Track all file uploads and downloads:

  • What files were transferred
  • Who transferred them
  • File sizes and paths
  • When it happened

Essential for data security and compliance.

Command execution

Command history

See every command sent to your servers:

  • User-submitted commands
  • Automated commands from integrations
  • Command results and status
  • When commands ran and who triggered them

Great for debugging and security monitoring.

User actions

User activity

Track workspace-level activities:

  • Login attempts (successful and failed)
  • Permission changes
  • Setting modifications
  • Resource access

Monitor administrative actions and unusual behavior.

System events

System logs

Centralized logs from all your servers:

  • Application errors
  • System events
  • Security warnings
  • Service status

Debug issues across your entire infrastructure from one place.

Common use cases

Security team:

  • Monitor privileged access to production servers
  • Track failed login attempts
  • Audit administrative actions
  • Investigate security incidents

DevOps team:

  • Debug deployment issues with command history
  • Track configuration changes
  • Monitor system health across servers
  • Review automated job executions

Compliance officer:

  • Generate audit reports for certifications
  • Prove who accessed sensitive systems
  • Track data access and transfers
  • Maintain detailed activity logs

Support team:

  • Understand what users were doing when issues occurred
  • Review commands run during incidents
  • Check server logs for errors
  • Track support team actions

Getting started

New to monitoring? Here’s where to start:

  1. Check Websh history - See recent terminal sessions
  2. Review commands - Understand what’s running on your servers
  3. Monitor user activity - Track team actions
  4. Set up system logs - Centralize your server logs

Who can access monitoring

Your own activity: Everyone can see their own actions and command history.

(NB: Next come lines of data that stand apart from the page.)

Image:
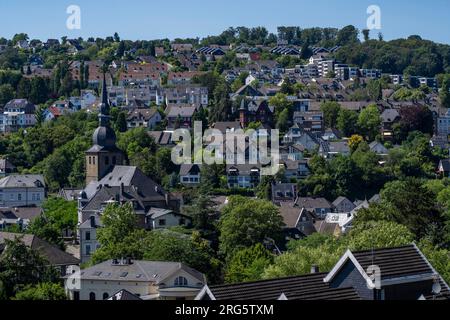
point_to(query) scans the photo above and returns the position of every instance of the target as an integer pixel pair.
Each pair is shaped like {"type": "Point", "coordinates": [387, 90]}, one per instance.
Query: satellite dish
{"type": "Point", "coordinates": [436, 289]}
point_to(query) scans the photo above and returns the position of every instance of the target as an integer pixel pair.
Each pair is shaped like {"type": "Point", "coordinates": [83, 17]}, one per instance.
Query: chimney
{"type": "Point", "coordinates": [92, 221]}
{"type": "Point", "coordinates": [167, 195]}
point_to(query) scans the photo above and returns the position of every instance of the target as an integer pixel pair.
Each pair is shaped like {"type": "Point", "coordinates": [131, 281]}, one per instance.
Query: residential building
{"type": "Point", "coordinates": [243, 175]}
{"type": "Point", "coordinates": [405, 274]}
{"type": "Point", "coordinates": [22, 191]}
{"type": "Point", "coordinates": [6, 168]}
{"type": "Point", "coordinates": [20, 217]}
{"type": "Point", "coordinates": [320, 206]}
{"type": "Point", "coordinates": [190, 174]}
{"type": "Point", "coordinates": [148, 280]}
{"type": "Point", "coordinates": [60, 260]}
{"type": "Point", "coordinates": [180, 117]}
{"type": "Point", "coordinates": [17, 114]}
{"type": "Point", "coordinates": [147, 118]}
{"type": "Point", "coordinates": [164, 218]}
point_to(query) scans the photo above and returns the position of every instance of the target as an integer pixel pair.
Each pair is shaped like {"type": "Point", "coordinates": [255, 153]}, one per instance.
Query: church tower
{"type": "Point", "coordinates": [104, 154]}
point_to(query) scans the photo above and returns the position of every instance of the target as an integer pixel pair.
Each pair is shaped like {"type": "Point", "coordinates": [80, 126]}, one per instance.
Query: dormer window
{"type": "Point", "coordinates": [181, 282]}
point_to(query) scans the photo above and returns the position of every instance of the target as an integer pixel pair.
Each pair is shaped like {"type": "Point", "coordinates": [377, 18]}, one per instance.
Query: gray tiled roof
{"type": "Point", "coordinates": [51, 253]}
{"type": "Point", "coordinates": [138, 271]}
{"type": "Point", "coordinates": [22, 181]}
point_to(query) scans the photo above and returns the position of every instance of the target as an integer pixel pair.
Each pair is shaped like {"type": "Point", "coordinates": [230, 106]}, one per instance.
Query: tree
{"type": "Point", "coordinates": [445, 92]}
{"type": "Point", "coordinates": [347, 121]}
{"type": "Point", "coordinates": [330, 111]}
{"type": "Point", "coordinates": [369, 122]}
{"type": "Point", "coordinates": [119, 223]}
{"type": "Point", "coordinates": [201, 212]}
{"type": "Point", "coordinates": [21, 266]}
{"type": "Point", "coordinates": [246, 222]}
{"type": "Point", "coordinates": [248, 264]}
{"type": "Point", "coordinates": [374, 90]}
{"type": "Point", "coordinates": [354, 142]}
{"type": "Point", "coordinates": [347, 35]}
{"type": "Point", "coordinates": [378, 234]}
{"type": "Point", "coordinates": [42, 291]}
{"type": "Point", "coordinates": [6, 94]}
{"type": "Point", "coordinates": [121, 123]}
{"type": "Point", "coordinates": [366, 34]}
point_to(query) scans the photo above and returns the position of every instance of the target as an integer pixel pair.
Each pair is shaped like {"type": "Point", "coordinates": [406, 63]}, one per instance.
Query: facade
{"type": "Point", "coordinates": [103, 155]}
{"type": "Point", "coordinates": [17, 114]}
{"type": "Point", "coordinates": [405, 274]}
{"type": "Point", "coordinates": [22, 191]}
{"type": "Point", "coordinates": [148, 280]}
{"type": "Point", "coordinates": [190, 174]}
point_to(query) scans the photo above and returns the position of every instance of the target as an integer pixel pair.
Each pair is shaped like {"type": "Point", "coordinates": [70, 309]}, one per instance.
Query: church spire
{"type": "Point", "coordinates": [104, 106]}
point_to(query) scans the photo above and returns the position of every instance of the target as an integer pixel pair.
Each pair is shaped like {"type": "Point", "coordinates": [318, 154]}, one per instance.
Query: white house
{"type": "Point", "coordinates": [22, 191]}
{"type": "Point", "coordinates": [149, 280]}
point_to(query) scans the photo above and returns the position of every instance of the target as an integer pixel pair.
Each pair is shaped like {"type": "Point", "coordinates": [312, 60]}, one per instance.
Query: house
{"type": "Point", "coordinates": [297, 135]}
{"type": "Point", "coordinates": [444, 168]}
{"type": "Point", "coordinates": [162, 138]}
{"type": "Point", "coordinates": [388, 118]}
{"type": "Point", "coordinates": [22, 191]}
{"type": "Point", "coordinates": [309, 121]}
{"type": "Point", "coordinates": [331, 134]}
{"type": "Point", "coordinates": [282, 192]}
{"type": "Point", "coordinates": [57, 258]}
{"type": "Point", "coordinates": [18, 216]}
{"type": "Point", "coordinates": [292, 152]}
{"type": "Point", "coordinates": [343, 204]}
{"type": "Point", "coordinates": [243, 175]}
{"type": "Point", "coordinates": [190, 174]}
{"type": "Point", "coordinates": [6, 168]}
{"type": "Point", "coordinates": [69, 194]}
{"type": "Point", "coordinates": [255, 111]}
{"type": "Point", "coordinates": [148, 280]}
{"type": "Point", "coordinates": [295, 169]}
{"type": "Point", "coordinates": [164, 218]}
{"type": "Point", "coordinates": [404, 274]}
{"type": "Point", "coordinates": [297, 220]}
{"type": "Point", "coordinates": [147, 118]}
{"type": "Point", "coordinates": [443, 124]}
{"type": "Point", "coordinates": [334, 148]}
{"type": "Point", "coordinates": [180, 117]}
{"type": "Point", "coordinates": [17, 114]}
{"type": "Point", "coordinates": [378, 148]}
{"type": "Point", "coordinates": [124, 295]}
{"type": "Point", "coordinates": [180, 78]}
{"type": "Point", "coordinates": [320, 206]}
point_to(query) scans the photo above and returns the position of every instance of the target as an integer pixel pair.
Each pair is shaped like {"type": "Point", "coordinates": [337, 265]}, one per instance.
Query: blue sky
{"type": "Point", "coordinates": [149, 19]}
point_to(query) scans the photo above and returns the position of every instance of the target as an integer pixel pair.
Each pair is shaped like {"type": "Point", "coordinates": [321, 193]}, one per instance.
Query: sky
{"type": "Point", "coordinates": [150, 19]}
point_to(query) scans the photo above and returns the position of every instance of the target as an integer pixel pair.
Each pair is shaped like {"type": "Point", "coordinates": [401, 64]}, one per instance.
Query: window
{"type": "Point", "coordinates": [181, 282]}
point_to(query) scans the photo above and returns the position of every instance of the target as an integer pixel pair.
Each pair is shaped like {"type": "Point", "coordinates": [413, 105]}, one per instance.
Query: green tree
{"type": "Point", "coordinates": [347, 121]}
{"type": "Point", "coordinates": [42, 292]}
{"type": "Point", "coordinates": [21, 266]}
{"type": "Point", "coordinates": [6, 94]}
{"type": "Point", "coordinates": [248, 264]}
{"type": "Point", "coordinates": [330, 111]}
{"type": "Point", "coordinates": [369, 122]}
{"type": "Point", "coordinates": [246, 222]}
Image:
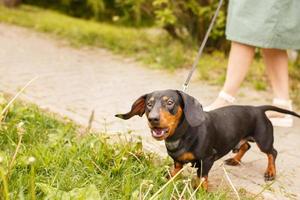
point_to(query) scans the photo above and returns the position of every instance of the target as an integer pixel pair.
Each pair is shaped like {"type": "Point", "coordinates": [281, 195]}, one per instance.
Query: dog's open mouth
{"type": "Point", "coordinates": [159, 132]}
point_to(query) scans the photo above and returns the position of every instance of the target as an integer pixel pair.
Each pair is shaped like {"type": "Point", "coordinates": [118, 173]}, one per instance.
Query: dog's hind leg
{"type": "Point", "coordinates": [264, 140]}
{"type": "Point", "coordinates": [236, 160]}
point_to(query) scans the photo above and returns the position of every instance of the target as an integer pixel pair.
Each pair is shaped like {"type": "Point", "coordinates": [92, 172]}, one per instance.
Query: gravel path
{"type": "Point", "coordinates": [73, 82]}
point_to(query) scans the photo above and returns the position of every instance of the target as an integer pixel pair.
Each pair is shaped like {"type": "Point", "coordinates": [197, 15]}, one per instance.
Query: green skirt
{"type": "Point", "coordinates": [264, 23]}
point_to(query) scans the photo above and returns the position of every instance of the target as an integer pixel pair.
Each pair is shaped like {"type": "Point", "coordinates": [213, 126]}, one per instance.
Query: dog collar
{"type": "Point", "coordinates": [172, 145]}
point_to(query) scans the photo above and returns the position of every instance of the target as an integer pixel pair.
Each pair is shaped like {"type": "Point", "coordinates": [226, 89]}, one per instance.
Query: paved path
{"type": "Point", "coordinates": [73, 82]}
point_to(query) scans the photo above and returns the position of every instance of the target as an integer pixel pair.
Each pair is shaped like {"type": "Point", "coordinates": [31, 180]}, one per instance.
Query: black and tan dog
{"type": "Point", "coordinates": [192, 135]}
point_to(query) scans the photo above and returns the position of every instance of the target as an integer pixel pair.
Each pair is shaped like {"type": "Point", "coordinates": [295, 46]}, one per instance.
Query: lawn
{"type": "Point", "coordinates": [43, 156]}
{"type": "Point", "coordinates": [152, 46]}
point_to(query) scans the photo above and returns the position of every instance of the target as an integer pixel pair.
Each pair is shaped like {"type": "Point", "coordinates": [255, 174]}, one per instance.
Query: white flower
{"type": "Point", "coordinates": [31, 159]}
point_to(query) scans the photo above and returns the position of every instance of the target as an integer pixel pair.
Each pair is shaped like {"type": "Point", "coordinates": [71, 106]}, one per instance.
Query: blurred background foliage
{"type": "Point", "coordinates": [184, 20]}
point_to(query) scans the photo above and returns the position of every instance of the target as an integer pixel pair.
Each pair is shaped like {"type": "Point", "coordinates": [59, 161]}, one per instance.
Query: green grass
{"type": "Point", "coordinates": [149, 45]}
{"type": "Point", "coordinates": [69, 166]}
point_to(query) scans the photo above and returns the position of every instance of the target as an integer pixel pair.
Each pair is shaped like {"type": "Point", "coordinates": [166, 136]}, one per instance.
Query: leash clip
{"type": "Point", "coordinates": [184, 87]}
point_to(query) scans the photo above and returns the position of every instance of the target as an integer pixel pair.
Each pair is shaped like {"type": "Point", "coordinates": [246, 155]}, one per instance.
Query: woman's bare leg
{"type": "Point", "coordinates": [276, 62]}
{"type": "Point", "coordinates": [240, 59]}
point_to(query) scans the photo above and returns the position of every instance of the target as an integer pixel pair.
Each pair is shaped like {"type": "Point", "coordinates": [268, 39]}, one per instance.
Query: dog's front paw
{"type": "Point", "coordinates": [232, 162]}
{"type": "Point", "coordinates": [202, 183]}
{"type": "Point", "coordinates": [269, 175]}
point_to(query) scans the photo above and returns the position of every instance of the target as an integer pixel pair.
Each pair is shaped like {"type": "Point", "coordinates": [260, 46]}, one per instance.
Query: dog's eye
{"type": "Point", "coordinates": [170, 102]}
{"type": "Point", "coordinates": [149, 104]}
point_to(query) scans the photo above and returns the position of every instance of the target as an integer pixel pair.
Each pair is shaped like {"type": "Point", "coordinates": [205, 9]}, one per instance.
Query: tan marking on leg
{"type": "Point", "coordinates": [177, 168]}
{"type": "Point", "coordinates": [271, 169]}
{"type": "Point", "coordinates": [203, 181]}
{"type": "Point", "coordinates": [188, 156]}
{"type": "Point", "coordinates": [170, 121]}
{"type": "Point", "coordinates": [237, 158]}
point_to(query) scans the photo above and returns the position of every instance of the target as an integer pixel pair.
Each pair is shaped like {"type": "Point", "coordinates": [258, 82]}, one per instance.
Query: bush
{"type": "Point", "coordinates": [185, 20]}
{"type": "Point", "coordinates": [191, 18]}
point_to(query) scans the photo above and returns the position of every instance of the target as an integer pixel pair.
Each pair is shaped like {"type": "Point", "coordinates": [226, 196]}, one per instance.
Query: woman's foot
{"type": "Point", "coordinates": [279, 119]}
{"type": "Point", "coordinates": [223, 99]}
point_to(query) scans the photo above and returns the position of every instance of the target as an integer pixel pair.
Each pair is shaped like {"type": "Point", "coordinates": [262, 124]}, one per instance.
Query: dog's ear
{"type": "Point", "coordinates": [137, 108]}
{"type": "Point", "coordinates": [192, 110]}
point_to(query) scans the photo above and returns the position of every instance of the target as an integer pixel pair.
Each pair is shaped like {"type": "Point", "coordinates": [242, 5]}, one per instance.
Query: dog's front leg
{"type": "Point", "coordinates": [177, 167]}
{"type": "Point", "coordinates": [202, 173]}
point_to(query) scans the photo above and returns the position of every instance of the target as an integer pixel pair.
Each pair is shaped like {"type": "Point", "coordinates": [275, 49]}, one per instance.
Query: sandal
{"type": "Point", "coordinates": [227, 98]}
{"type": "Point", "coordinates": [278, 119]}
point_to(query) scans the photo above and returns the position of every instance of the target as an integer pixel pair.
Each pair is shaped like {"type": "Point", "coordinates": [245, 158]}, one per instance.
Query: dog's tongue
{"type": "Point", "coordinates": [158, 132]}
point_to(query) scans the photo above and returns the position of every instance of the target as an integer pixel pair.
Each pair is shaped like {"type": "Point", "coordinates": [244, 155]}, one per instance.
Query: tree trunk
{"type": "Point", "coordinates": [11, 3]}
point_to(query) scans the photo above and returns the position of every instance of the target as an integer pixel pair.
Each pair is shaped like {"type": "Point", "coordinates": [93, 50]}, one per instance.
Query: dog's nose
{"type": "Point", "coordinates": [154, 119]}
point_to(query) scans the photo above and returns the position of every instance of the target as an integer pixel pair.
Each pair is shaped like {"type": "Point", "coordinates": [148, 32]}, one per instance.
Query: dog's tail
{"type": "Point", "coordinates": [277, 109]}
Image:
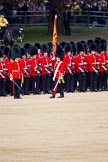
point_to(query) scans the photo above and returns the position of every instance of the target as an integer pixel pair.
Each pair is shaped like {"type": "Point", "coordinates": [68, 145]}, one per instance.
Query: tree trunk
{"type": "Point", "coordinates": [56, 6]}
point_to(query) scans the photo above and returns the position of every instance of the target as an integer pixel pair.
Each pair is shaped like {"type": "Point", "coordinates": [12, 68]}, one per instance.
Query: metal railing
{"type": "Point", "coordinates": [84, 18]}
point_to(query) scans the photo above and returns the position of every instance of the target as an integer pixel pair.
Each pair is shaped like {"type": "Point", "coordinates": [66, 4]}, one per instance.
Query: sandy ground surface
{"type": "Point", "coordinates": [39, 129]}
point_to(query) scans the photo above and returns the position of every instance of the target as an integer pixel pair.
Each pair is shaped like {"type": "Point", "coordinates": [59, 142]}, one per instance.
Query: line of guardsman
{"type": "Point", "coordinates": [34, 68]}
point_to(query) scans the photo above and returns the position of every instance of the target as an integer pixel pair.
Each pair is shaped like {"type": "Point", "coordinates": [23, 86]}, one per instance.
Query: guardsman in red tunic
{"type": "Point", "coordinates": [58, 73]}
{"type": "Point", "coordinates": [93, 67]}
{"type": "Point", "coordinates": [2, 76]}
{"type": "Point", "coordinates": [69, 69]}
{"type": "Point", "coordinates": [15, 71]}
{"type": "Point", "coordinates": [80, 67]}
{"type": "Point", "coordinates": [25, 64]}
{"type": "Point", "coordinates": [35, 71]}
{"type": "Point", "coordinates": [46, 69]}
{"type": "Point", "coordinates": [103, 67]}
{"type": "Point", "coordinates": [6, 59]}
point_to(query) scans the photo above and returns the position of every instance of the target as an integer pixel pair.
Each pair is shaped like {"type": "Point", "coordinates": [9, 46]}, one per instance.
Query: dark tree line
{"type": "Point", "coordinates": [57, 6]}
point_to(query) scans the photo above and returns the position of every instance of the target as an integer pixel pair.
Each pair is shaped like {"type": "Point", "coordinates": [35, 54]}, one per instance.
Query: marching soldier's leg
{"type": "Point", "coordinates": [91, 81]}
{"type": "Point", "coordinates": [72, 83]}
{"type": "Point", "coordinates": [4, 87]}
{"type": "Point", "coordinates": [18, 90]}
{"type": "Point", "coordinates": [60, 90]}
{"type": "Point", "coordinates": [37, 84]}
{"type": "Point", "coordinates": [48, 83]}
{"type": "Point", "coordinates": [84, 82]}
{"type": "Point", "coordinates": [67, 79]}
{"type": "Point", "coordinates": [96, 82]}
{"type": "Point", "coordinates": [105, 80]}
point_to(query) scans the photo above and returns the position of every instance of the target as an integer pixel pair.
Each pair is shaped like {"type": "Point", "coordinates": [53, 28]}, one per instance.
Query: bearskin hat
{"type": "Point", "coordinates": [63, 44]}
{"type": "Point", "coordinates": [93, 47]}
{"type": "Point", "coordinates": [73, 47]}
{"type": "Point", "coordinates": [80, 47]}
{"type": "Point", "coordinates": [6, 51]}
{"type": "Point", "coordinates": [85, 46]}
{"type": "Point", "coordinates": [33, 51]}
{"type": "Point", "coordinates": [37, 45]}
{"type": "Point", "coordinates": [23, 52]}
{"type": "Point", "coordinates": [15, 52]}
{"type": "Point", "coordinates": [1, 53]}
{"type": "Point", "coordinates": [45, 48]}
{"type": "Point", "coordinates": [60, 53]}
{"type": "Point", "coordinates": [68, 48]}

Full audit access: Staff and superuser roles can view all team activities and complete audit logs.

Need to give someone audit access? Learn about IAM permissions

Tips for effective monitoring

Review regularly: Don’t wait for incidents. Check logs weekly to spot patterns and potential issues early.

Set up alerts: Configure notifications for important events like failed logins or critical errors.

Use filters: Got lots of data? Filter by user, server, or time range to find what you need quickly.

Archive for compliance: If you have regulatory requirements, export and archive logs according to your retention policy.